We encourage to you to promote sustainability in your community by organizing an NWEI course this winter! Remember, the right conversations can changes lives. Happy New Year!

Today’s post is a guest blog post by Kaitlyn Nakagoshi of the University Alliance, who submitted this article on behalf of The University of San Francisco’s online program. The University of San Francisco provides all the tools and resources necessary to gain a sustainable supply chain management certification online. Read on for tips on how to make your new year’s resolutions last beyond the month of January!

Make Your New Year’s Resolution Last – Make it Sustainable!

New Year’s resolutions are notorious for being broken – some after a few weeks, others after just a couple of days.  How can you make resolutions that are both meaningful and easy to keep?  By thinking sustainably and taking small steps towards positive change for the earth, you can make a resolution that you’ll be proud to carry with you throughout 2012 and beyond.

The resolution success rate will be much higher when helping others becomes a factor. It’s not just about the “new you” of the “new year”. Consider creating a healthier planet for future generations.
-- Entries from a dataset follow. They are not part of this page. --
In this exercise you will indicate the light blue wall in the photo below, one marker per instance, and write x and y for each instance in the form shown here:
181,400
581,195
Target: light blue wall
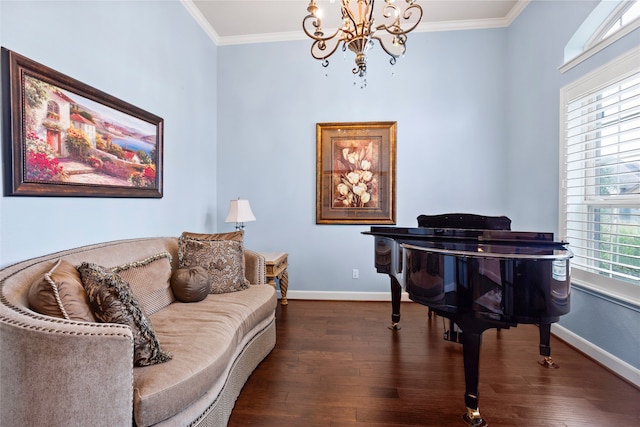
536,44
151,54
448,98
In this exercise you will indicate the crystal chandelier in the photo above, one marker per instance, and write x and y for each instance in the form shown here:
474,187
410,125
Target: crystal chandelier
358,31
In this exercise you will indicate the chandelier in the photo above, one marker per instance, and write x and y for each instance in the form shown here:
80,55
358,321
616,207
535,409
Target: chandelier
358,31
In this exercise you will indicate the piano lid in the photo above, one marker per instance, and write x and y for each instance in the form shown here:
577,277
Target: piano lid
476,242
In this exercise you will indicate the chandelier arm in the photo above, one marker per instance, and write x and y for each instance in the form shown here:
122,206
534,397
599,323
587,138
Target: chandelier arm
395,27
347,14
320,46
392,55
317,34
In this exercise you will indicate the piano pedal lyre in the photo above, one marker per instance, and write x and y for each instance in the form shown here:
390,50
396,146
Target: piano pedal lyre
394,326
548,362
473,418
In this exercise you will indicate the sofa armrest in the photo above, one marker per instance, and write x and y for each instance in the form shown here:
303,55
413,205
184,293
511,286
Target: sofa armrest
61,373
255,269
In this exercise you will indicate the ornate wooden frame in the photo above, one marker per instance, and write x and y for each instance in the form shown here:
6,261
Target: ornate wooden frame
64,138
355,173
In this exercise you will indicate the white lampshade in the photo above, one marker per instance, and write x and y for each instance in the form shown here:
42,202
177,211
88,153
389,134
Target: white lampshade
240,212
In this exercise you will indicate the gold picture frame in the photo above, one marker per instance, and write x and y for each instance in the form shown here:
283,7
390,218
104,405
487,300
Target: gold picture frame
356,173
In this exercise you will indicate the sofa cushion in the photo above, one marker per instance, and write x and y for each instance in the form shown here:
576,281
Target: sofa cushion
59,293
190,284
112,301
149,279
204,343
223,259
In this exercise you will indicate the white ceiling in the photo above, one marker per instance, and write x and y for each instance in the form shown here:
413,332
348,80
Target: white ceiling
254,21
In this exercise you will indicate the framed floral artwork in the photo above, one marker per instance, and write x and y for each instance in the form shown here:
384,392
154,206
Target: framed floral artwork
355,173
64,138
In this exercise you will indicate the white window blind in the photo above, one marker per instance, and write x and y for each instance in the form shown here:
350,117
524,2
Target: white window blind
601,167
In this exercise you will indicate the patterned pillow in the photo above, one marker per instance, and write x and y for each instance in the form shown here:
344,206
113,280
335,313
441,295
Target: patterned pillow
59,293
149,279
190,284
112,301
223,260
236,236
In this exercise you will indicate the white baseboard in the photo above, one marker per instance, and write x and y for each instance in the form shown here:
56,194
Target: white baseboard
620,367
344,296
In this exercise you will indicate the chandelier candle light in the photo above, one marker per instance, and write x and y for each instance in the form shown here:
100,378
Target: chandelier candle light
358,31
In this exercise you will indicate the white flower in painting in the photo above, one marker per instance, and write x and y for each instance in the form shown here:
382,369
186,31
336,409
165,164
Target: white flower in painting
353,158
360,189
353,177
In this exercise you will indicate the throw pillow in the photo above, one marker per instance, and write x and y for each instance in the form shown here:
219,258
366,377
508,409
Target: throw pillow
149,279
112,301
190,284
59,293
223,260
236,236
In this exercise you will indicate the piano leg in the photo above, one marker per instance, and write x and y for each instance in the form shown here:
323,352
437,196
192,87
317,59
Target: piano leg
545,347
471,342
396,295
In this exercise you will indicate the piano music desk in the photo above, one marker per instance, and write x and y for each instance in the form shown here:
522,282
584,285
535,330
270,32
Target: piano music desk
276,264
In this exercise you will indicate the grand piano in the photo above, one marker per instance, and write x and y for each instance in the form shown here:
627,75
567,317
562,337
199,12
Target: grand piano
476,272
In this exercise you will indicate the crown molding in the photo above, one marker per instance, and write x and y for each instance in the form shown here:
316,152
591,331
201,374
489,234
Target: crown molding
425,27
200,19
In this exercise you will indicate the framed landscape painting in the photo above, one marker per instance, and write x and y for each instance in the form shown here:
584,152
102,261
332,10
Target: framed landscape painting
64,138
355,173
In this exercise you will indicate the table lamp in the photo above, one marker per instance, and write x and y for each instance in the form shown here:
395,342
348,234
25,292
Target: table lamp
240,212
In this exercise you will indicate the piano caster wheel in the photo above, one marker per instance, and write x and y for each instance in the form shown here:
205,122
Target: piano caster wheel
548,362
473,418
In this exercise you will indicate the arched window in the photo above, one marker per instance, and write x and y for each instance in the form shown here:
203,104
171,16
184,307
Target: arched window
609,21
625,14
53,110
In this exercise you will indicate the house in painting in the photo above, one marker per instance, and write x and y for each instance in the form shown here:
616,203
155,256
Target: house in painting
56,120
85,125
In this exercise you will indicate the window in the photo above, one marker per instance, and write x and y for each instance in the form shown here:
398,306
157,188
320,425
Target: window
600,156
608,22
629,12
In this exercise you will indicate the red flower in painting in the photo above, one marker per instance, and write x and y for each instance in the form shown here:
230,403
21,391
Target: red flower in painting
149,173
42,168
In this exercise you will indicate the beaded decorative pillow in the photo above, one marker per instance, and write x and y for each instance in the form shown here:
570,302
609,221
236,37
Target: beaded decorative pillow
149,279
113,301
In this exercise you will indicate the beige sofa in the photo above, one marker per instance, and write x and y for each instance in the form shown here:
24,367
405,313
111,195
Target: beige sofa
58,372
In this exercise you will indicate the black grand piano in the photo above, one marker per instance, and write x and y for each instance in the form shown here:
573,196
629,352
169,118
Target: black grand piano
476,272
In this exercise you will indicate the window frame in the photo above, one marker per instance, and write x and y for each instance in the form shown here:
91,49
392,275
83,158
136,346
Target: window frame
614,71
580,48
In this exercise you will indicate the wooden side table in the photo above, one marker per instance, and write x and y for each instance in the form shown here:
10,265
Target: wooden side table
276,264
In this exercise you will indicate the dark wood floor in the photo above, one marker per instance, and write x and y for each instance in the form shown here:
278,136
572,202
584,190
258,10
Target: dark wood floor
337,365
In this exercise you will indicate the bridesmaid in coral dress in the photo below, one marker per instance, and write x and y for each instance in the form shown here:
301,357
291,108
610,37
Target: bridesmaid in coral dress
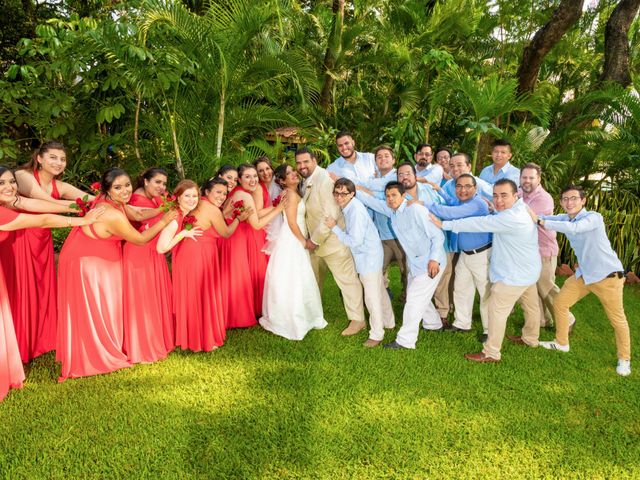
90,297
200,321
243,263
11,371
33,298
149,331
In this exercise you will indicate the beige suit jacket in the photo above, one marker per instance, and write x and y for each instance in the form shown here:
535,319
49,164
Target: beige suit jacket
319,203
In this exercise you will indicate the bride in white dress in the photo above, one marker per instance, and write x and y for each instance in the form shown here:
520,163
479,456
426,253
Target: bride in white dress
291,304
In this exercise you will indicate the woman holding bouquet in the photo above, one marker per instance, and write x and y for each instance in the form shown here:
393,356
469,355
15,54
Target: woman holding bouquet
11,371
149,327
200,320
90,299
243,262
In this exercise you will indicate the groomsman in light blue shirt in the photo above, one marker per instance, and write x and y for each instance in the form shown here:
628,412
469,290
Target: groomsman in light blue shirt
501,167
599,272
356,166
423,244
514,267
361,236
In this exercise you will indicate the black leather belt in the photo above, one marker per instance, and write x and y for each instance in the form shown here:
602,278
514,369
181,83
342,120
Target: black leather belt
478,250
616,275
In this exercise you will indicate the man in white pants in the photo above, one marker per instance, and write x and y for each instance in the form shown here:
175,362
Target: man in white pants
475,248
423,244
361,236
514,268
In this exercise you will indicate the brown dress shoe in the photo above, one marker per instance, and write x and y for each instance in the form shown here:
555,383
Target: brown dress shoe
353,328
480,357
516,339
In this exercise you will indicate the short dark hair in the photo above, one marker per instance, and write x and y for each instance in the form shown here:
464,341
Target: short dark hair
467,175
466,157
532,166
397,185
506,181
345,182
501,142
407,164
420,146
343,133
577,188
384,147
303,150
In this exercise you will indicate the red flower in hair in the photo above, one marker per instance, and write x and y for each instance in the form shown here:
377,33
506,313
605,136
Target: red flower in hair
188,222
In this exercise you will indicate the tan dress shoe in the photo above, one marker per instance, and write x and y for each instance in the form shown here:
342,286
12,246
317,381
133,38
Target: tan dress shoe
353,328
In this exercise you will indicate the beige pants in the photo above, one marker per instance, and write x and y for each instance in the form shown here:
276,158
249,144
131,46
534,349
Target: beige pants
548,290
341,265
471,271
393,252
502,299
377,301
609,292
441,297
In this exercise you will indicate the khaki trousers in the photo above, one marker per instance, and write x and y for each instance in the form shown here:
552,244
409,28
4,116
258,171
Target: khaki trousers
502,299
377,301
471,274
441,297
341,265
548,290
609,292
393,252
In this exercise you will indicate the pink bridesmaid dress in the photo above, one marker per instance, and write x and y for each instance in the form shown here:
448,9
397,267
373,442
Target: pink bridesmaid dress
149,324
33,297
90,305
11,371
200,323
243,267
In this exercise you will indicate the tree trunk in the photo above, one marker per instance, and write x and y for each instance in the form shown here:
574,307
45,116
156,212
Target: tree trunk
334,47
562,19
616,43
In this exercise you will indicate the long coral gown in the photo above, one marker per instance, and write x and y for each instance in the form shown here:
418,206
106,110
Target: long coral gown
197,295
90,305
33,297
149,330
243,268
11,371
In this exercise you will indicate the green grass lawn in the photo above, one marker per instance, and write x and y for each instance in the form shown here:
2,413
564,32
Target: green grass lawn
266,407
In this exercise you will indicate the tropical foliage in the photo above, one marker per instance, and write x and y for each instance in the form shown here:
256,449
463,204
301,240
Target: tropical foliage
191,85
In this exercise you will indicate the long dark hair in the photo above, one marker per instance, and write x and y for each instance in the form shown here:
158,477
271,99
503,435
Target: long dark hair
33,164
148,174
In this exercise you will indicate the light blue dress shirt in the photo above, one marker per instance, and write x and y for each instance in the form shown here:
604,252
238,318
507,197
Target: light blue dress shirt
433,173
448,191
420,239
475,207
508,171
515,258
588,238
363,169
361,237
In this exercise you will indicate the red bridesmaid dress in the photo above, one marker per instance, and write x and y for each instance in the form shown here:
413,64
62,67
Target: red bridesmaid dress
33,298
149,330
243,268
197,296
11,371
90,308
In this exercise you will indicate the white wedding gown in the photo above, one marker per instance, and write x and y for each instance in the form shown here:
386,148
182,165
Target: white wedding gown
291,304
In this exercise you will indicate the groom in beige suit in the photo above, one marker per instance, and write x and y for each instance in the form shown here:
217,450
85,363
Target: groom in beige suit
325,248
Here are some suggestions to help get you started.

  • Start with baby steps and write reminders to yourself, placing them around the house.  In the laundry room, post a note to use cold water for all your wash loads.  Most of today’s detergents are so effective that clothing which once required warm or hot water will get just as clean in cold water.  Post another note by the back door as a reminder to take reusable bags with you to the grocery store, and by the mirror in your bathroom, tack on another note telling yourself to turn off the water while brushing your teeth.  These small, simple steps should become habits in no time.
  • Remember: You are what you eat and drink!  Farmers markets are an excellent way to support local agriculture and stock up on produce.  Many offer CSA options (Community Supported Agriculture) where individuals pay in advance for a portion of the farmer’s total seasonal crop.  Seek out restaurants that are locally owned and prepare dishes with local ingredients.   Have fun with meal planning and try some vegetarian and vegan recipes several times a week.  Other food and drink related ideas include using reusable tumblers and travel mugs for drinks and containers for keeping your lunches hot.
  • Paper towels are more wasteful than most people realize.  Purchase stashes of kitchen towels (or better yet, recycle your old and worn towels) that can be washed as often as necessary.  Use them for drying hands, wiping down counters and cleaning up spills.
  • Get off the couch and help both your heart and the environment! Start walking and/or riding your bike to nearby locations.  Many communities are making strides to become more walkable, and others have added bike paths that include stops at local shopping plazas.  Start exploring your hometown from more perspectives than the driver’s seat of your car.
  • What kind of recycling services does your community have?  If you don’t know, call to find out the guidelines for trash and recycling.  Some towns allow all recyclables to be combined in one receptacle, while others require residents to separate glass, plastic, newspapers, etc.  You might even have to drive your recyclables to a transfer station in some cases.  If you’re used to tossing everything in the trash, dump this old habit and resolve to be an informed recycler this year.

Many of us get caught up in the exciting potential of New Year’s resolutions, but isn’t it time we found something we can really stick to?  Start small and tackle changes that are manageable and instantly gratifying.  Gradually build good habits and by the end of 2012 you’ll be able to finally say you’ve stuck to your sustainable resolutions!